The current approach for the DevOps Data Warehouse will be to have one Cosmos DB per data source (e.g. Azure DevOps or SonarQube) with at least one container per metric. It is likely that many of these metrics will require two containers - one for the current state and one for historical records.
Database account names should follow a pattern like this: [datasource]-metrics-cosmos
. So an example of this would be azdo-metrics-cosmos
and sonar-metrics-cosmos
.
The naming of the individual databases within the database account become a little more specific and should follow a naming convention like this: [datasource]-[source-object]-db
. Examples of this would be azdo-workitems-db
and azdo-testitems-db
.
Containers should follow a naming convention like this: [source-object]-[partition-key]
. So an example of this would be workitem-area-iteration
for a container in the azdo-metrics-cosmos
database that will be used to store data about work items using the area and iteration path as the compound partition key.
Another interesting benefit of using Cosmos is that we can use Azure Data Factory to copy data from various sources, including excel. Once someone has the data available in excel it can be moved and used almost anywhere.
Data Lifecycle
There is a limit of 20 GB for each partition within a container. We attempted to design the partition keys so that this limit is not hit for some time. However, eventually the limit will be hit so we need to have a data retention strategy. A general rule of thumb will be to migrate data from Cosmos to cold storage after 12 months. This time was chosen because generally products are released every quarter so this will provide some indication of trends and hopefully not go over the limit of a partition. We will also need to periodically check the size of each partition so that we can proactively prevent data loss due to partition size.

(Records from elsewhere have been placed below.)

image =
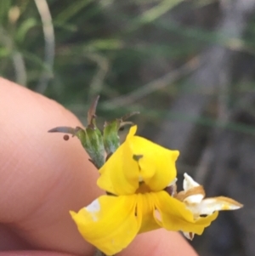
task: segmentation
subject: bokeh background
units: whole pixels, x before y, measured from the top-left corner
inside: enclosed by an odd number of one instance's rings
[[[0,75],[85,125],[98,94],[101,124],[139,111],[140,134],[181,151],[179,180],[245,204],[200,255],[254,255],[255,0],[3,0]]]

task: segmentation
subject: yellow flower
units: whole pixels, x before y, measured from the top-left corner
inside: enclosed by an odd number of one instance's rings
[[[174,196],[186,205],[195,219],[201,216],[212,215],[214,212],[236,210],[243,207],[240,202],[225,196],[205,198],[203,187],[187,174],[184,174],[184,191]],[[188,239],[194,238],[194,232],[183,233]]]
[[[161,227],[201,235],[218,216],[216,208],[200,217],[186,203],[189,194],[178,199],[168,192],[175,185],[178,151],[134,136],[136,129],[130,128],[126,141],[99,169],[98,185],[108,195],[77,213],[71,212],[84,239],[107,255],[125,248],[137,234]]]

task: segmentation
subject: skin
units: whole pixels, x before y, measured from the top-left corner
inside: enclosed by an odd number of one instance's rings
[[[82,126],[55,101],[0,78],[0,256],[92,256],[69,215],[103,194],[76,138],[47,131]],[[178,233],[138,236],[121,253],[197,255]]]

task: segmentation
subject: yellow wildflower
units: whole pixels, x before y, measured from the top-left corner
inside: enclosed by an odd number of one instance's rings
[[[84,239],[107,255],[125,248],[137,234],[161,227],[201,235],[223,209],[204,213],[193,207],[190,196],[197,191],[189,182],[184,191],[174,193],[178,151],[134,136],[136,129],[130,128],[126,141],[99,169],[98,185],[108,195],[77,213],[71,212]],[[207,216],[201,217],[203,213]]]

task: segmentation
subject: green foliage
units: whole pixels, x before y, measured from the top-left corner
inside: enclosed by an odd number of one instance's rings
[[[197,21],[196,13],[217,6],[213,0],[1,1],[0,75],[55,99],[83,121],[100,94],[99,117],[141,111],[142,124],[158,125],[169,102],[184,90],[196,93],[178,67],[201,49],[215,44],[254,54],[254,20],[243,40],[214,29],[213,14],[208,24]],[[187,18],[177,22],[174,15]],[[164,76],[173,70],[178,78],[169,82]],[[253,82],[246,88],[253,90]]]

This blog is a nice summary of data retention in Azure: https://www.linkedin.com/pulse/azure-cosmos-db-design-patterns-andrei-zaichikov
Contributing to the DevOps Data Warehouse
As we develop the DevOps Data Warehouse there will be things you want to see that we are not currently capturing. When this happens you should schedule some time with the Energizers team so that we can determine how to uncover what you are looking for.
It may be decided that your team will contribute code to populate the DevOps Data Warehouse, and if that is the case you need to have some background on how we've structured that work up to this point. Start by taking a look at this repo (only viewable if you have at least reader access to the MDTProductDevelopment organization): https://dev.azure.com/MDTProductDevelopment/enablement/_git/azdo-metrics-capture-utility
The current expectation is to have a repository per data source. That means we will have multiple Azure Functions in a single repo.